Harper seems like a decent sort. Not flamboyant but certainly earnest and hardworking. As the Captain pointed out, he didn’t try to arrive at the no confidence vote using subterfuge or misdirection. He was straight and upfront about it.

Whether those are the qualities the Tory party wants in a leader as they go into elections this fall remains to be seen.

THE SUNNY SIDE OF LIFE

Filed under: General — Rick Moran @ 8:03 am

Keep on the sunnyside
Always on the sunnyside
Keep on the sunnyside of life.
It will help us every day
It will brighten all our way
If we keep on the sunnyside of life
.

(Words and Music By Al Carter and Gary Garett)

The fact that Americans are always looking on the sunny side of life has evidently stunned pollsters and members of the MSM. How can this be, they must be asking themselves? After all, we do our best day after day to be so gloomy we could make a hyena weep. Not so, says a poll taken by the New Jersey Medical School in Newark and conducted by McLaughlin and Associates:

The American spirit is alive and well: A landmark study released yesterday from a New Jersey medical school finds that the majority of us are overwhelmingly optimistic about the future, even if catastrophe looms on the horizon.

A sampling: 82 percent of Americans ages 18 to 24 feel optimistic about their futures; 82 percent of those ages 25 to 44 do so as well; and 75 percent of those ages 45 to 64 and 64 percent of those 65 or older agree. Only 15 percent to 22 percent of the respondents say they have grown more pessimistic over the past five years.

And the press still wonders what people saw in Ronald Reagan?

What makes this study even more remarkable is the realistic view of the world and world events that people have which is conspicuously pragmatic as to what might happen:

Not all respondents were wearing rose-colored lenses, however: Between two-thirds and three-quarters of those in all the age groups fear the United States will suffer a biological or nuclear attack in the next 20 years.

Thirty percent to 40 percent feel the country can solve all or most of its problems, yet it doesn’t deter the hopeful feelings. Across the board, 75 percent still insist they are optimistic about their futures, despite the global threats.

It’s been a hallmark of the American race for more than 200 years to look to the future and dream. We dream of a better life for our children, a better world for them to inherit. But why is this? In the face of some truly scary scenarios and despite the relentless negativity of the media, Americans still see a hopeful future. Is there something that might…just might be exceptional about this?

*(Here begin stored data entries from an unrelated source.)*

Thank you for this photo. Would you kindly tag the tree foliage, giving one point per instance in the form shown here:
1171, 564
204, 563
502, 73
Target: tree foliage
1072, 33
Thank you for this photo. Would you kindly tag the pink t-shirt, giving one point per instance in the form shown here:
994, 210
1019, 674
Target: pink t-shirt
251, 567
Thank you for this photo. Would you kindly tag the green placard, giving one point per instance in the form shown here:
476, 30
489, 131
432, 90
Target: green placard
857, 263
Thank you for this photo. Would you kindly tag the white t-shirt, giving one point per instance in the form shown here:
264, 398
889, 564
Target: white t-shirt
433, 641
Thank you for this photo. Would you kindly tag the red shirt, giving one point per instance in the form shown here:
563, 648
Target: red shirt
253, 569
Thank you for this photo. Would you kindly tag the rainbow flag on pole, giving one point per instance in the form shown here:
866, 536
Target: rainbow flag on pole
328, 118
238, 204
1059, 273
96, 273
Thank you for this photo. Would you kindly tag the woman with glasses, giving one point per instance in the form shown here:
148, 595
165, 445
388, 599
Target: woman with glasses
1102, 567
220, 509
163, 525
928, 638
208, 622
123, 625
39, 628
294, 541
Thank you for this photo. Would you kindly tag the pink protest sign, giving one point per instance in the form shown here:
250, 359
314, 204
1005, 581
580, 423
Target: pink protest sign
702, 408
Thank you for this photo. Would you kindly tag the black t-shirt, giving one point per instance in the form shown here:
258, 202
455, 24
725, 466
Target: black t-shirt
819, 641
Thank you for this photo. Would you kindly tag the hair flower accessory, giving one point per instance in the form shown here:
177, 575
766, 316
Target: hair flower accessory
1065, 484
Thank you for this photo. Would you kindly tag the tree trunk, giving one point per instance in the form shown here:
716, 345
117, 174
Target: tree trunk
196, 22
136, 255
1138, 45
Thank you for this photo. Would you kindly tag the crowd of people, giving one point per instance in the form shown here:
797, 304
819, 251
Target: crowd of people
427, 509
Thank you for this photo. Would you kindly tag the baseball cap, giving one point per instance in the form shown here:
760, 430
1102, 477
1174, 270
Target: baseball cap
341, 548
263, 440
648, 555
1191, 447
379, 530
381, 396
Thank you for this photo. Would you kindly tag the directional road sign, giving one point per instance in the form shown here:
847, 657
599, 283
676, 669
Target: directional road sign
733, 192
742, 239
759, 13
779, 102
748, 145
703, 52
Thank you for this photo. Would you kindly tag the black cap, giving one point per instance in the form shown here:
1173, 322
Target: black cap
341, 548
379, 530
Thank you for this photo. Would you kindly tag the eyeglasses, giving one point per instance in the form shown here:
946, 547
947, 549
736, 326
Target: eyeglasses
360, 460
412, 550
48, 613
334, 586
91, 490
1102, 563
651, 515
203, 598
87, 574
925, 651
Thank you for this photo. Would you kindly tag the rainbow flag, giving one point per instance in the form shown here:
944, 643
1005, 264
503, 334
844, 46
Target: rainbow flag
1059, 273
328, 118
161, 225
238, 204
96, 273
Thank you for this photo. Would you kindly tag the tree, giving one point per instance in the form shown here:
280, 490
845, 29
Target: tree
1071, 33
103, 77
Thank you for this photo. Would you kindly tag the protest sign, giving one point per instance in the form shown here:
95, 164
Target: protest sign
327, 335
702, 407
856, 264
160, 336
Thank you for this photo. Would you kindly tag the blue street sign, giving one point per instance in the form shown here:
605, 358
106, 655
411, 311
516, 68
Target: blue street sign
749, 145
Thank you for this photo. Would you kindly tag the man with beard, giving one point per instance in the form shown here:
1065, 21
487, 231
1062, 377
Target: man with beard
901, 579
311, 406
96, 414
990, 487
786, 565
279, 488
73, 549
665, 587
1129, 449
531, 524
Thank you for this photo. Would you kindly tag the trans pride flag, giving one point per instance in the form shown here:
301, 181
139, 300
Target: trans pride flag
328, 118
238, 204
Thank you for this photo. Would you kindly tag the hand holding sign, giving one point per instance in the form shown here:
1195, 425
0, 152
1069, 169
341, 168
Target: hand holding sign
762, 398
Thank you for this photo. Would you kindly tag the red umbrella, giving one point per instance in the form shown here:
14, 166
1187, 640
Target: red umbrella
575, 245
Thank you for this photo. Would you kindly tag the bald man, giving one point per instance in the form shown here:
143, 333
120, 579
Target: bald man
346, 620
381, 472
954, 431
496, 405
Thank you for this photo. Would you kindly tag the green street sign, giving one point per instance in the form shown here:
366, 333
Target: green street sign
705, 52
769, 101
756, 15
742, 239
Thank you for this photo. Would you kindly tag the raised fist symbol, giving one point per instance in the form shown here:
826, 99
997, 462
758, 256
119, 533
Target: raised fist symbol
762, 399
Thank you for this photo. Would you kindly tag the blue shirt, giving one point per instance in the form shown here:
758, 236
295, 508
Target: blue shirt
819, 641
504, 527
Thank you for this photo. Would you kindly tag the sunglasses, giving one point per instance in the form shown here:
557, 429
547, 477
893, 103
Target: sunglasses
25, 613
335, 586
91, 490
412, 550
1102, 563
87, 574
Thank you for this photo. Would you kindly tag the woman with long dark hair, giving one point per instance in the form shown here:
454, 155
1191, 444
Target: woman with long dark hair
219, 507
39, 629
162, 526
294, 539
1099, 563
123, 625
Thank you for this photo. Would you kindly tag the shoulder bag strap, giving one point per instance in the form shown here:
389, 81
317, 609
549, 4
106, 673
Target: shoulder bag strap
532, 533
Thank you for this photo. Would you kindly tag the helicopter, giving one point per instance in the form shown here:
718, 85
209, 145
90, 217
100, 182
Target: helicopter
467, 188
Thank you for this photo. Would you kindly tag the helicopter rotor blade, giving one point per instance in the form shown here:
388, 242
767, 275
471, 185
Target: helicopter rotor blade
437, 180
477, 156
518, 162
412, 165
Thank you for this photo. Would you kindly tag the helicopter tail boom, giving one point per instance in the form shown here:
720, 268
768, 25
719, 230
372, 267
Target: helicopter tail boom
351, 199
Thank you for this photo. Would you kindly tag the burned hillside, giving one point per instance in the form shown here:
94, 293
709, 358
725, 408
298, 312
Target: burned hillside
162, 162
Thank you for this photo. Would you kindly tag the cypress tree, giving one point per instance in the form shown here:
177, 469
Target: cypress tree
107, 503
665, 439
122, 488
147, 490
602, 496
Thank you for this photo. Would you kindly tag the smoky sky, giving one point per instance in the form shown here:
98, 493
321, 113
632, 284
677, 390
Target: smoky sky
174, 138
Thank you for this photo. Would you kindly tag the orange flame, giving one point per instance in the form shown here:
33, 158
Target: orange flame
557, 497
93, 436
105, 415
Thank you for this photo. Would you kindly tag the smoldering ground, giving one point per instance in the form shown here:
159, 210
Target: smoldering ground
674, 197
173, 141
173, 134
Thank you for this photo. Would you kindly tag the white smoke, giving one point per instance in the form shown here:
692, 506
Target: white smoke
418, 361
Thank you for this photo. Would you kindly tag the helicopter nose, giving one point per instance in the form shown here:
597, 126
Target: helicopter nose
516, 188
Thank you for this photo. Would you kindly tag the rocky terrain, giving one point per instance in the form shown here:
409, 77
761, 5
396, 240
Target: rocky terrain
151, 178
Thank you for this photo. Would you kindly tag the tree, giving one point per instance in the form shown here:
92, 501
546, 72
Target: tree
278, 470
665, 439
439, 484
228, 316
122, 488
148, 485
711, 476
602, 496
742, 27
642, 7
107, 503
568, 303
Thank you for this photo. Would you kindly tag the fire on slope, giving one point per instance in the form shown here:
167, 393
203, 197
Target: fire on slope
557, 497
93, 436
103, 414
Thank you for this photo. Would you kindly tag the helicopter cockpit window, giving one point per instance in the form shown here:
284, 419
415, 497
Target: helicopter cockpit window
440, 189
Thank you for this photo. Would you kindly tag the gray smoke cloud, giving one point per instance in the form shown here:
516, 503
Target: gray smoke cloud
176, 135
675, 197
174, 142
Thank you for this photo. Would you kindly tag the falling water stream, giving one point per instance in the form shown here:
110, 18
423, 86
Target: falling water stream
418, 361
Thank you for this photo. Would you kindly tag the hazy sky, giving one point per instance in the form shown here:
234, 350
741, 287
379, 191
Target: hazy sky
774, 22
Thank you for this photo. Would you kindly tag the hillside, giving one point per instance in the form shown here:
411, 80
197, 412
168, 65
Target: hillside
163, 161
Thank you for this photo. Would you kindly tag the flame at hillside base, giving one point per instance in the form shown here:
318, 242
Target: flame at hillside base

I know it terribly unfashionable and downright un-PC of me to even mention out loud the words “American Exceptionalism” but the fact is even if the politically correct left doesn’t believe in the concept the American people obviously do. Simply put, there is no other country on the planet - not in tired old Europe or the go-go economic miracle countries of Asia - where this spirit of optimism and hope is so imprinted on people’s psyches and taken as an article of semi-religious faith that it manifests itself in concrete, measurable economic and social accomplishments.

When people are looking to the future, they work harder, are measurably healthier, and by and large happier than people who are fearful of what’s to come. Nobel Prize winning economist Julian Simon spoke of this on several occasions.

Not to mention that optimists are generally easier to be around and get along with as anyone can attest.

Ultimately, it just goes to show that politicians (and pundits) should never underestimate the wisdom of the American people. And the best politicians are always the ones who appeal to “The better angels of our nature” as Lincoln said rather than the darkness that always seems to be gathering just over the horizon.